I don’t have any tools in my car.

He says he just bought his daughter a tool box for her apartment, and I think of the tools my father has given me — common sense, a sense of humor, good work ethic, cleanliness and organization. But also impatience. Anxiety. An acute ability to horrible-ize things. To spiral out of control, laying waste to everything in reach, battering down those who care, but who just don’t know how to help anymore. Self-loathing.

Those things you saw me battle with, give in to, dislike, be overcome by.

I needed you to tell me to just breathe. That wasn’t your job, and yet I demanded it of you. I am sorry.

“We can do this, you guys,” I declare to no one in particular.

We all seem a little hesitant to attach the final black clamp to my dead car battery, which I see is covered in white, powdery corrosion. The man scrapes it off with his fingernail. I think about lawsuits.

The clamps are all attached and no one is dead. Good signs. He tells Sarah to start her car and let it run for a bit. She does. I thank him profusely for helping us.

After a minute or so he signals me to try starting my car. I hold my breath and pray it works. The car starts.

Thank you, thank you! I exclaim, feeling suddenly accomplished. Look! I got through this thing, and without panicking, I want to tell you.

“You should be all good to go,” he says, brushing off his hands as Sara removes the jumper cables from the cars. Her carpool has arrived. I want to text you that we fixed it — look what I did! But instead I hug Sarah again, and thank her for her generosity. I call many thanks to Mr. Smiley as he turns to leave.

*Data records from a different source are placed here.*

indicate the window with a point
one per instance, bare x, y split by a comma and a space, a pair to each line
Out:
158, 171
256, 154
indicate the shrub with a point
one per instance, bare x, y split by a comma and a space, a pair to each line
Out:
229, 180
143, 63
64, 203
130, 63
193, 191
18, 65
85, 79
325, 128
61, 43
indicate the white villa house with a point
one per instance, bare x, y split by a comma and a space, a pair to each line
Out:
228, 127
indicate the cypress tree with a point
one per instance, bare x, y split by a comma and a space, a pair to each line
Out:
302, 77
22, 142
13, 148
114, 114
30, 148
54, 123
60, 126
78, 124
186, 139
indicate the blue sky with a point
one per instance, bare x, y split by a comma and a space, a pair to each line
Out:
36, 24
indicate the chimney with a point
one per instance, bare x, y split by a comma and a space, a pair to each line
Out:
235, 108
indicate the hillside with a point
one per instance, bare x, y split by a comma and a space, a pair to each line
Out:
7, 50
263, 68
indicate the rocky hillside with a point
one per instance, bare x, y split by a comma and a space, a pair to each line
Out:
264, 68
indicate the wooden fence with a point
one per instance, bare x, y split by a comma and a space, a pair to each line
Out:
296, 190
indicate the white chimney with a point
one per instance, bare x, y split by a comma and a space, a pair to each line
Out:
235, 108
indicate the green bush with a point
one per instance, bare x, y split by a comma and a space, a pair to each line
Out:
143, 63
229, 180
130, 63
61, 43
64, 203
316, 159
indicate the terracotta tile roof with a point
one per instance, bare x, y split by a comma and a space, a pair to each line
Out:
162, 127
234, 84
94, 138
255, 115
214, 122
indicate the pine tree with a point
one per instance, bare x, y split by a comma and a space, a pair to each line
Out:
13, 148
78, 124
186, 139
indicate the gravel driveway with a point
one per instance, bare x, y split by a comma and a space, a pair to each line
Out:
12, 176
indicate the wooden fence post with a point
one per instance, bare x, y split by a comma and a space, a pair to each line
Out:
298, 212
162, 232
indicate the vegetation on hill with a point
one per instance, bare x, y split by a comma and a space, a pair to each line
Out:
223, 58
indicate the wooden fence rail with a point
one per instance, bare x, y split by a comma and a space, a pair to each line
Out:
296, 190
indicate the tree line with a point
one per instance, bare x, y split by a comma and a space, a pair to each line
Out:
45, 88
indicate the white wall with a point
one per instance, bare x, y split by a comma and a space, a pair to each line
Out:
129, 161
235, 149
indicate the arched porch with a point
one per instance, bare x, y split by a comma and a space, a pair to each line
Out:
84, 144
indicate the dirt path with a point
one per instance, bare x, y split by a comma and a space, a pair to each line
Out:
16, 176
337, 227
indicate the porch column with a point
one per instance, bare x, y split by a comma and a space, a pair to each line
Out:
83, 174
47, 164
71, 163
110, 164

He stops, and gestures to me.

“It suits you,” he says, as I get in my car.

“What’s that?” I ask.

“Your name — Olivia. It suits you.”

And with that he walks away.

And although I may not feel alright, I smile, and I stop. In this moment I am me — I am Olivia. I am not angry. I am not jealous or anxious. I have solved a problem and done so calmly; I have thanked those who helped me, and acknowledged their effort. I have found the strength in me to tell myself that it will all be ok. I am the one who will tell myself to breathe. I am the one who will carry myself through moments of doubt and fear and uncertainty and dead car batteries. I am Olivia. And even if I will never be loved by you again, I will always be — Olivia.